Стишок о сапогах прочла нам пани Юзефа, когда мы завернули к хутору. Сухая, костистая, коричневая от солнца, она загородила дорогу во двор, как будто перед ней стояли не красноармейцы с винтовками, а босяки в лохмотьях. Честно сказать, на босяков мы смахивали — месяц скитаний по лесам в тылу вермахта… Старушку следовало припугнуть, но сделать это никто не решился. Вперед вышел Сан Саныч, милый наш товарищ полковник. Щелкнул каблуками и вдруг выдал тираду на польском. Никто не думал, что он знает язык. Я не понял, что Саныч говорил, но начал он с «пшепрашем, пани»… Юзефа отступила, мы вошли во двор. Пока мылись, чистились, брились (Саныч насчет этого был строг!), старуха зарубила петуха, ощипала и сварила нам суп. Ничего вкуснее в жизни не ел! Голод — лучшая приправа. На прощание Юзефа дала нам каравай свежеиспеченного ржаного хлеба и толстый шмат сала — на два дня хватило. Полковник опять щелкнул каблуками и, склонившись, поцеловал морщинистую, коричневую руку. Юзефа заплакала и перекрестила нас — слева направо. Поляки — хорошие люди, если с ними правильно говорить. В 1945-м, когда союзники делили Европу, Черчилль возразил Сталину: «Львов никогда не был в составе России!» На что Сталин, пыхнув трубкой, заметил: «А Варшава была…»

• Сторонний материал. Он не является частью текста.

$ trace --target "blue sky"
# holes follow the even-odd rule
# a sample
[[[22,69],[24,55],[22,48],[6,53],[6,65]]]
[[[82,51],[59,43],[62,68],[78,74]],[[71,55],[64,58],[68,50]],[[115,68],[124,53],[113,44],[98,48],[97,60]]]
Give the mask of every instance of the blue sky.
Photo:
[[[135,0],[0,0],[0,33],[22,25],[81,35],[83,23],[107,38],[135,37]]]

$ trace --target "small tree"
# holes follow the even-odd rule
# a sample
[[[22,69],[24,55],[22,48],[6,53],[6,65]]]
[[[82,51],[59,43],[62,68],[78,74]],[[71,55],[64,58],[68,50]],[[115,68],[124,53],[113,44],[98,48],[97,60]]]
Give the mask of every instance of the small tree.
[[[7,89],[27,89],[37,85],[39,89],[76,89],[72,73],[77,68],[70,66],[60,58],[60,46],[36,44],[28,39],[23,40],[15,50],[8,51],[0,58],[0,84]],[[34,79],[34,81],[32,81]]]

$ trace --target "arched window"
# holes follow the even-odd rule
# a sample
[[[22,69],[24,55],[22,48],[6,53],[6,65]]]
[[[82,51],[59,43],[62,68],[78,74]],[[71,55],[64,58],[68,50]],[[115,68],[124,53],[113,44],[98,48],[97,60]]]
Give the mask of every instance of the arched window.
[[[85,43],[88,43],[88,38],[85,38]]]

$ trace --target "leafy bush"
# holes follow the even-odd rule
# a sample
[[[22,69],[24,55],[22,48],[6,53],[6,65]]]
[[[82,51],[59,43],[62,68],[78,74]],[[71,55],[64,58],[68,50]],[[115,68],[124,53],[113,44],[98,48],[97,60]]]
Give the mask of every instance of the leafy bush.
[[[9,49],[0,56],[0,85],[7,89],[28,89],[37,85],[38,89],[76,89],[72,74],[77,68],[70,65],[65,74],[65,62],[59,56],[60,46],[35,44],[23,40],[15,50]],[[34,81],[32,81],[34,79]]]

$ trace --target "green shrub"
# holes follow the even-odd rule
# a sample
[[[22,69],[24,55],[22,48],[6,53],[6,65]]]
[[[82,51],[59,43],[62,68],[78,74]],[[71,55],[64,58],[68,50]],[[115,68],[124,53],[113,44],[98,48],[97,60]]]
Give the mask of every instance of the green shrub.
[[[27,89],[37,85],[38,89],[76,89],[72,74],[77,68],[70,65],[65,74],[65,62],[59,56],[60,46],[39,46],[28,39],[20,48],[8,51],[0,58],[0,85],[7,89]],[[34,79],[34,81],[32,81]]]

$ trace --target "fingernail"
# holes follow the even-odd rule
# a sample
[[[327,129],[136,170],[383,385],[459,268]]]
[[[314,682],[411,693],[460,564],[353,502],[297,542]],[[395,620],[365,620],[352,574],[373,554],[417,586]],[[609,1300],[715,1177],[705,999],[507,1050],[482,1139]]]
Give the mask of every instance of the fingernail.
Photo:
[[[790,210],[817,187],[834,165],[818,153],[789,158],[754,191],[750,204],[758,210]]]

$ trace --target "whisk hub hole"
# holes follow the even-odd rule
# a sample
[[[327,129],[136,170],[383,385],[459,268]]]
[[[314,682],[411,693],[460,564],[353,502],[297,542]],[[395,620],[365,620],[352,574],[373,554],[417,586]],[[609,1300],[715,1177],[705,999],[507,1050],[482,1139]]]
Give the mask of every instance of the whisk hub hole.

Знаю ли я, кого застрелил? Где нам… Обер-лейтенант фон Мёльке. «Фон» так «фон», мне с ним детей не крестить. Обер — меткий стрелок, «снайпер» по моему выражению, на Западном фронте убил почти сотню союзников. Сюда прислан истреблять защитников Осовца, наводить среди них страх. Это поведал пленный, которого я привел. Миша доставил «языка» в штаб полка, там допросили. Пленный — рядовой ландвера, то есть из запаса. Понятно, «мобилизованные мы!» «Язык» показал: к немцам прибыло подкрепление, со дня на день начнут наступать. В виду важности сведений, «языка» той же ночью переправили в крепость. Заодно попросили подкрепления. Ширванцев слишком мало, не удержат фронт. Обещали прислать пулеметную роту.